Les ornithologues le répètent chaque année : ce geste vital pour les oisillons

Les ornithologues le répètent chaque année : ce geste vital pour les oisillons

Février n’est pas une pause pour la faune. C’est le moment décisif où se joue l’avenir des nichées. Si vous avez des nichoirs, ou l’intention d’en poser, agissez maintenant. Ce geste simple sauve des oisillons.

Pourquoi agir dès février ?

Dès la mi-février, de nombreuses espèces cavernicoles commencent à prospecter. Les mésanges, les rouges-queues et d’autres petits oiseaux inspectent déjà les cavités disponibles. Attendre mars ou avril revient souvent à laisser filer ces visiteurs vers un autre jardin.

Dans les zones urbaines et périurbaines, les vieux arbres creux se raréfient. La concurrence pour un abri sûr devient féroce. Installer ou nettoyer un nichoir en février augmente nettement les chances d’accueillir une couvée.

Le nettoyage : un geste sanitaire indispensable

Un nichoir laissé en l’état contient souvent l’ancien nid. Ce nid sert de refuge à des parasites comme les puces et les acariens. Ces nuisibles mettent en danger les poussins dès l’éclosion.

Procédez ainsi pour un nettoyage efficace et sans risque :

  • Videz complètement le nichoir. Retirez mousse, brindilles et plumes.
  • Brossez l’intérieur avec une brosse dure pour décoller les larves et œufs invisibles.
  • Rincez à l’eau bouillante pour éliminer bactéries et parasites.
  • Laissez sécher totalement à l’air libre avant de remettre en place.

N’utilisez pas de produits chimiques. Les résidus peuvent être toxiques pour les oiseaux. Cette opération est rapide et change tout pour la nouvelle couvée.

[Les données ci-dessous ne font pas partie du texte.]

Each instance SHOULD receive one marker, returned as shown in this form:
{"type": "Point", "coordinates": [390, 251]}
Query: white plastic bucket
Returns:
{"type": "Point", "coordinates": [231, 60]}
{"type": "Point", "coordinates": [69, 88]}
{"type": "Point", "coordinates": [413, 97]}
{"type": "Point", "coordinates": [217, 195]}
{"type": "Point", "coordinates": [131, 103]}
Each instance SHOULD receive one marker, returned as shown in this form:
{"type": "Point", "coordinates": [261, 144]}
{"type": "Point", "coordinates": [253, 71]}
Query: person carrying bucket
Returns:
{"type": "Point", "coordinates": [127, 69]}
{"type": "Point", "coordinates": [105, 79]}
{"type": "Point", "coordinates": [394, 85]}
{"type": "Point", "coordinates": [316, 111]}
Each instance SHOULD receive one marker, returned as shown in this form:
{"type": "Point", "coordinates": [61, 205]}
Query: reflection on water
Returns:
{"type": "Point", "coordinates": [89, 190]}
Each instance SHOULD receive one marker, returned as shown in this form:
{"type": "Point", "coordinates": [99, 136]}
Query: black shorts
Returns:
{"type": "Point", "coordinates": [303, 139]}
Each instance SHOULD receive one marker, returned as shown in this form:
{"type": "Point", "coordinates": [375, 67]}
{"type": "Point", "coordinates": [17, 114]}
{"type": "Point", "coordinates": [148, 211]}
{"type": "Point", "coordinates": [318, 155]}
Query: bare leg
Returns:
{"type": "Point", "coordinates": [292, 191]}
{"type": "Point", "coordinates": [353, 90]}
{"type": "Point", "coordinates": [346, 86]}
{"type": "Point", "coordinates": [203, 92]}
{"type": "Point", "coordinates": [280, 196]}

Choisir le bon modèle de nichoir

Tous les oiseaux n’ont pas les mêmes exigences. La taille du trou d’entrée détermine souvent l’espèce qui s’installera. Voici des repères pratiques :

  • 26 à 28 mm : idéal pour la Mésange bleue, la Mésange noire et la Mésange nonnette.
  • 32 à 34 mm : adapté à la Mésange charbonnière, au Moineau domestique et à la Sittelle torchepot.
  • Ouvertures semi-ouvertes : préférées par le Rouge-gorge et le Gobemouche gris.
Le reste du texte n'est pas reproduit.